We also started to see the interplay with the IT and technology sector become increasingly important, as the Commission, NCAs and national courts have started to be faced with questions relating to data, access and interfaces in a number of contexts, from eMedicine platforms to research databases and patient records. Many of these issues have echoes in the discussion created by the Commission’s broader Digital Single Market initiative.

Finally, while the Commission completed its sector inquiry into the pharmaceutical sector in 2009, a number of NCA-initiated inquiries are ongoing.

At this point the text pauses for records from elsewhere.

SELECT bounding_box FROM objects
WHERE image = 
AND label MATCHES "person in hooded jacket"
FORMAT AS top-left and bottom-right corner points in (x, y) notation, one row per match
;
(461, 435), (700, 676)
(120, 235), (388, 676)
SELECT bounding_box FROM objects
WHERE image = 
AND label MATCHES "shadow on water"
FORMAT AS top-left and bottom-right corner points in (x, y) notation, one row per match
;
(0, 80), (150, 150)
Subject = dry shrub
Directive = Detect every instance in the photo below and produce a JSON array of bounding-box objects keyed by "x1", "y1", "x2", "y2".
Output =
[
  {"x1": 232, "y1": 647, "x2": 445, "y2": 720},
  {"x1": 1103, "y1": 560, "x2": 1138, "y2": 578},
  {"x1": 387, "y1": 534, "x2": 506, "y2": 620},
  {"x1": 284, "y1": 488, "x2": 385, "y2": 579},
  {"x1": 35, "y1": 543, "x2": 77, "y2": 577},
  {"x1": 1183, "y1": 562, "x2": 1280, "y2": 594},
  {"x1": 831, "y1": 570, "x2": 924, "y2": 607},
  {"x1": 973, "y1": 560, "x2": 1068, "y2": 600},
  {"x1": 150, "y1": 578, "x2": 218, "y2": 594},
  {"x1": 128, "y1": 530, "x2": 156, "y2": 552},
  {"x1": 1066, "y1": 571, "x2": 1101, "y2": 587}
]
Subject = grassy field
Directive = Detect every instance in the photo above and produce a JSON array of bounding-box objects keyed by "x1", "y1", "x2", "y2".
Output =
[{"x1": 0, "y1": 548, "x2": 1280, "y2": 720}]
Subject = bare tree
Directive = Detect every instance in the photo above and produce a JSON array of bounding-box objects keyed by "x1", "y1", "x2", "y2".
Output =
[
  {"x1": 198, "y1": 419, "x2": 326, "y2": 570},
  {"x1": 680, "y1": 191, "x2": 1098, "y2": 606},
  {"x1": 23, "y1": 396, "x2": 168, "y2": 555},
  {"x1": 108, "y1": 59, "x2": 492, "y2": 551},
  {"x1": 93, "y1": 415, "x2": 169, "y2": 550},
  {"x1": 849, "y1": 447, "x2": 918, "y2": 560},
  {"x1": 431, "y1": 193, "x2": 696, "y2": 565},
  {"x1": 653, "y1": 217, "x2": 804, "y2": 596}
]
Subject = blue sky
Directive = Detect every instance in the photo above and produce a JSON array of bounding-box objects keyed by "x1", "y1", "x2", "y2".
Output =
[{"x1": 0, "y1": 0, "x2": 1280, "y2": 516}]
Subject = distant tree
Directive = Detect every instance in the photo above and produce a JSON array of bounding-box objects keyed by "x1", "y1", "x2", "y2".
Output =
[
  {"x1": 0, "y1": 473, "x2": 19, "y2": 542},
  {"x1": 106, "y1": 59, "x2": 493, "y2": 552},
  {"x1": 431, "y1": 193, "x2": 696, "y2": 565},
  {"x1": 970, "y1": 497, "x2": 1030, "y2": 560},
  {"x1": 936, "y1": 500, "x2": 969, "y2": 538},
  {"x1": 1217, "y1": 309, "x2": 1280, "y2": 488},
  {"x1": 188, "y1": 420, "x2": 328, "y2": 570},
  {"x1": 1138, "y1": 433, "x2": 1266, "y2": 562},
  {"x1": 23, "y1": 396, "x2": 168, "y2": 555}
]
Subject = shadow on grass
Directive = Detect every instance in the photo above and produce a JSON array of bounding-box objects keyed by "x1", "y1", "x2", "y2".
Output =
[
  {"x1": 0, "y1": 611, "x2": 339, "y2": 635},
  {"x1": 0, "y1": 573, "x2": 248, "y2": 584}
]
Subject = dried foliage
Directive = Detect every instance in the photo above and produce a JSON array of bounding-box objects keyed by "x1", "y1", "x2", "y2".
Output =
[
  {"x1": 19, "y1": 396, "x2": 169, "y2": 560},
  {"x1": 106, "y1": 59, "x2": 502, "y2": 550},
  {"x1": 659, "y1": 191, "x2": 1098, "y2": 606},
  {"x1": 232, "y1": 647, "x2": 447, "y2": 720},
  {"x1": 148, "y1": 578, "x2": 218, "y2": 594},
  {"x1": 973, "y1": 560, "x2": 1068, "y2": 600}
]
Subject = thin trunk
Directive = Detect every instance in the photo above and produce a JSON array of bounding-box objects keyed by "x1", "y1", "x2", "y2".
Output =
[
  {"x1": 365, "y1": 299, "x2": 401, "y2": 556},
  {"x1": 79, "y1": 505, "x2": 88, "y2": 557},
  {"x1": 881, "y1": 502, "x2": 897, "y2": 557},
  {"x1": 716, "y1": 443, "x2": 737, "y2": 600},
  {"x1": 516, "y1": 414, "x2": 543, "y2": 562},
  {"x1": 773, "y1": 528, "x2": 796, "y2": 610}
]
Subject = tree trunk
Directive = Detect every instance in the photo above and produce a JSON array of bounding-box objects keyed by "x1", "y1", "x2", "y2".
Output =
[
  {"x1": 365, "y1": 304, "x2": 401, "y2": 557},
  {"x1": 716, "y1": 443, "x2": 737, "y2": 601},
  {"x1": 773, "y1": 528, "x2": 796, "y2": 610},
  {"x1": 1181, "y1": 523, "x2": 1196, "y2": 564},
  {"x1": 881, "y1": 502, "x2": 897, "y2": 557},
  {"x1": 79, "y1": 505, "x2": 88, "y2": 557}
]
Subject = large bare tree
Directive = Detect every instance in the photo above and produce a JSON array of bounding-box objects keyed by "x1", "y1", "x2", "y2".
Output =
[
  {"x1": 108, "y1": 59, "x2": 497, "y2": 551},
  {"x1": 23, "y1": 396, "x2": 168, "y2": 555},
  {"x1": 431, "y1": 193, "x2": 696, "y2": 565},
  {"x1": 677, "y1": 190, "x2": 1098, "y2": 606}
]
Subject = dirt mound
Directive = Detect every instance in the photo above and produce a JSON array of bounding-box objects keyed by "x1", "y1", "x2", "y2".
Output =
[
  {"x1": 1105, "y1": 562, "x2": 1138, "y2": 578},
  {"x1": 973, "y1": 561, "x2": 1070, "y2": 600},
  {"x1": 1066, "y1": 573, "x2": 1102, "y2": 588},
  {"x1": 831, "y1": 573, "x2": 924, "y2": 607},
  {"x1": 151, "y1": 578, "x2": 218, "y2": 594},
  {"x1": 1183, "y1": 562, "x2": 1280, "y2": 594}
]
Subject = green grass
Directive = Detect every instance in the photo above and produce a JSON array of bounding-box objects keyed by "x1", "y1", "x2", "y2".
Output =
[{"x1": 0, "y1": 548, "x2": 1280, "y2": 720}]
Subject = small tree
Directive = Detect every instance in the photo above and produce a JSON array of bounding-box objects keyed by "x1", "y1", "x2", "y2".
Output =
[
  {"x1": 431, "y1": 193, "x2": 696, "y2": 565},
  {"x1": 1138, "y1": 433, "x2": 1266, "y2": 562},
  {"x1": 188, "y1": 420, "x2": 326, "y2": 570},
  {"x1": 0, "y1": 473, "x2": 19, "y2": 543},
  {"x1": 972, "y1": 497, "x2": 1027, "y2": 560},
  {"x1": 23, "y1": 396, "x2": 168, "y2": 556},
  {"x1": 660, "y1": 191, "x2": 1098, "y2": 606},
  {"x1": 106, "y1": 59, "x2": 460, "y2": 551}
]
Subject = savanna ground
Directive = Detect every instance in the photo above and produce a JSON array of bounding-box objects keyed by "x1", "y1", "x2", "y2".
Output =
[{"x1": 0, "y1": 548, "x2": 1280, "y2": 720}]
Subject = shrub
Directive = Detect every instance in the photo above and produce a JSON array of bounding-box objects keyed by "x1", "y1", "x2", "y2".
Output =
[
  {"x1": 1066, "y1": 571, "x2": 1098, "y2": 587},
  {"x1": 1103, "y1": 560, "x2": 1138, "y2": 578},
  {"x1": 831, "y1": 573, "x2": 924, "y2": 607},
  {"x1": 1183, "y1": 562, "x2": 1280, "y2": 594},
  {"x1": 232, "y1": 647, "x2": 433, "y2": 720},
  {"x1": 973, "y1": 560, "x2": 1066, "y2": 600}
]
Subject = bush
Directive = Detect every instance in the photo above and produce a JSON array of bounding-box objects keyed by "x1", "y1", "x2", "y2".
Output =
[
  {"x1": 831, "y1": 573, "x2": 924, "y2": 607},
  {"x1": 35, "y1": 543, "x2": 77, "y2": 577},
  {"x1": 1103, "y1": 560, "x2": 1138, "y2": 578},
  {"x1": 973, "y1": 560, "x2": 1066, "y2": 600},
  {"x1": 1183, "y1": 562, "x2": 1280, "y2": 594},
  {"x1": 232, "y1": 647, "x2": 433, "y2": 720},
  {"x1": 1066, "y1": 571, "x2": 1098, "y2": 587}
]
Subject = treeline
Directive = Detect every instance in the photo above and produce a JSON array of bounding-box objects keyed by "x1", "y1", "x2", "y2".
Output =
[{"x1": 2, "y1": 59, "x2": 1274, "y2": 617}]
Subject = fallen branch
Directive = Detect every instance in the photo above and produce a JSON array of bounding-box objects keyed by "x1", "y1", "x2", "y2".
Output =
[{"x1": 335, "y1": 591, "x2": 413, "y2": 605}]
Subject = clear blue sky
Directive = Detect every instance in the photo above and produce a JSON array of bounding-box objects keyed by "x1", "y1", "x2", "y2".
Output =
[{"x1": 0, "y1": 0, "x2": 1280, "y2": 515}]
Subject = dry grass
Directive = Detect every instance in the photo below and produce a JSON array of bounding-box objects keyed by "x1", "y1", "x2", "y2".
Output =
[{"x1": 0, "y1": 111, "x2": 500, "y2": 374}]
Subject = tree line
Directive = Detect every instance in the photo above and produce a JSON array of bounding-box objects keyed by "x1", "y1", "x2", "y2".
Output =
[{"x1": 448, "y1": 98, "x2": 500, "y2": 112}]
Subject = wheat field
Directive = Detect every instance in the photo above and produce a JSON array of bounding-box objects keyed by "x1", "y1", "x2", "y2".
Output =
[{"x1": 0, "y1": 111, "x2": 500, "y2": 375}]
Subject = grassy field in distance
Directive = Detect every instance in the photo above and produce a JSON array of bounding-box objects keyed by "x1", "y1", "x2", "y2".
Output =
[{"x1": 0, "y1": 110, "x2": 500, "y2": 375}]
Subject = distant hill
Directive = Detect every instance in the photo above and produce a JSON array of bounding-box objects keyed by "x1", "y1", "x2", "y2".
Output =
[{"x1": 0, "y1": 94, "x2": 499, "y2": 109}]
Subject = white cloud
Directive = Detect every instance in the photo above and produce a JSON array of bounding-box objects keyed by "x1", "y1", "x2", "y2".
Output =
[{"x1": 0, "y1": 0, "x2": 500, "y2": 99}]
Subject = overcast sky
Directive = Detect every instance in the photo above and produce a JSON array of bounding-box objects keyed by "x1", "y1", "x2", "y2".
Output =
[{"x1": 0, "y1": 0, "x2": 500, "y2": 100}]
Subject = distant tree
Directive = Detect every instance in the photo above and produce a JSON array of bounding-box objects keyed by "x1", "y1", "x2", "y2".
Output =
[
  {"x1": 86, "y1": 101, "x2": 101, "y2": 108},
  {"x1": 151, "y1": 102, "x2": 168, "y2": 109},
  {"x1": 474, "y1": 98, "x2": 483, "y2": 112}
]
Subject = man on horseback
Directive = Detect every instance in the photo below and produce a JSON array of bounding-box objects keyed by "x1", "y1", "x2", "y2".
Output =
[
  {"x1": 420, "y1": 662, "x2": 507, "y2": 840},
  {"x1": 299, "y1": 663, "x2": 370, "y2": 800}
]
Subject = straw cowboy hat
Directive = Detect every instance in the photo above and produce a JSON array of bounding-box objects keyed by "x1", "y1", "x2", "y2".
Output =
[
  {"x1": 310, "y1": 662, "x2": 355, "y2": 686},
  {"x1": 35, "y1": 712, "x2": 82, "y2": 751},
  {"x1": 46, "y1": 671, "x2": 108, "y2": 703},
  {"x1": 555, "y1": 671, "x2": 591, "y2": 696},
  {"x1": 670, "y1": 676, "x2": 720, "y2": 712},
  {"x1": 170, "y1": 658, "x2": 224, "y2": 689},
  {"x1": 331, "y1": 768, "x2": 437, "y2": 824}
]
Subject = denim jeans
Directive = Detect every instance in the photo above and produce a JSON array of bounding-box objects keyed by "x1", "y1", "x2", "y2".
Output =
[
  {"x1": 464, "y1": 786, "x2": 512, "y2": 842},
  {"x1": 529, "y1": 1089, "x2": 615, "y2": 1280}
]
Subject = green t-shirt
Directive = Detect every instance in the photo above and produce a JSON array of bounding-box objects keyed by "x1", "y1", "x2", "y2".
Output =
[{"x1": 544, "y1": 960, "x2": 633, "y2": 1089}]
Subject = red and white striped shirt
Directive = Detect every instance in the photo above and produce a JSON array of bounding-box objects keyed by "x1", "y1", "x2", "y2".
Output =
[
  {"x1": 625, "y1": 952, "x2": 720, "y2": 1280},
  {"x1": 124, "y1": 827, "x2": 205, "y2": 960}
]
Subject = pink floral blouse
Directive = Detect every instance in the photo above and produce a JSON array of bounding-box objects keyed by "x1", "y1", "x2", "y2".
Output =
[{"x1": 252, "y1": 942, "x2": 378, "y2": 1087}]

Looking ahead, beyond the pending NCA investigations, the much anticipated Lundbeck and Servier judgments are expected in the next year (with the Lundbeck judgment due in September). Expectations are high, following the ECJ’s ‘narrow’ approach to identifying ‘by object’ infringements in Cartes Bancaires.4 Given the importance of patents to the sector, the circumstances in which it is appropriate to find an agreement (particularly a settlement agreement) to be ‘by object’, or by its very nature, restrictive of competition is clearly of crucial importance.

Mergers and acquisitions

Market definition

Both the Commission and the NCAs have been refining their approach to market definition, moving away from a focus on Anatomical Therapeutic Chemical (ATC) classifications, in recent years. The Commission has, for example, taken the view that the ATC-focused approach is inappropriate in certain therapeutic areas. For example, in the oncology sector, the Commission considered that, because products may be indicated for various types of cancer, a definition based on mode of operation may be more appropriate. In its 2015 Novartis/GSK Oncology Business decision, the Commission looked at several targeted therapies to define the relevant product markets, concluding that it was appropriate to define relevant markets for the treatment of each of advanced melanoma and ovarian cancer.5

In addition, the Commission and the NCAs are increasingly taking into account treatment protocols (or guidelines), using therapeutic prescription advice at various ‘treatment stages’ to identify competing products. As a result, pharmaceutical products that may fall within different ATC3 categories may be considered to be substitutes if they are prescribed at the same treatment stage (potentially even when one product is the primary treatment and others are alternatives for non-responding patients).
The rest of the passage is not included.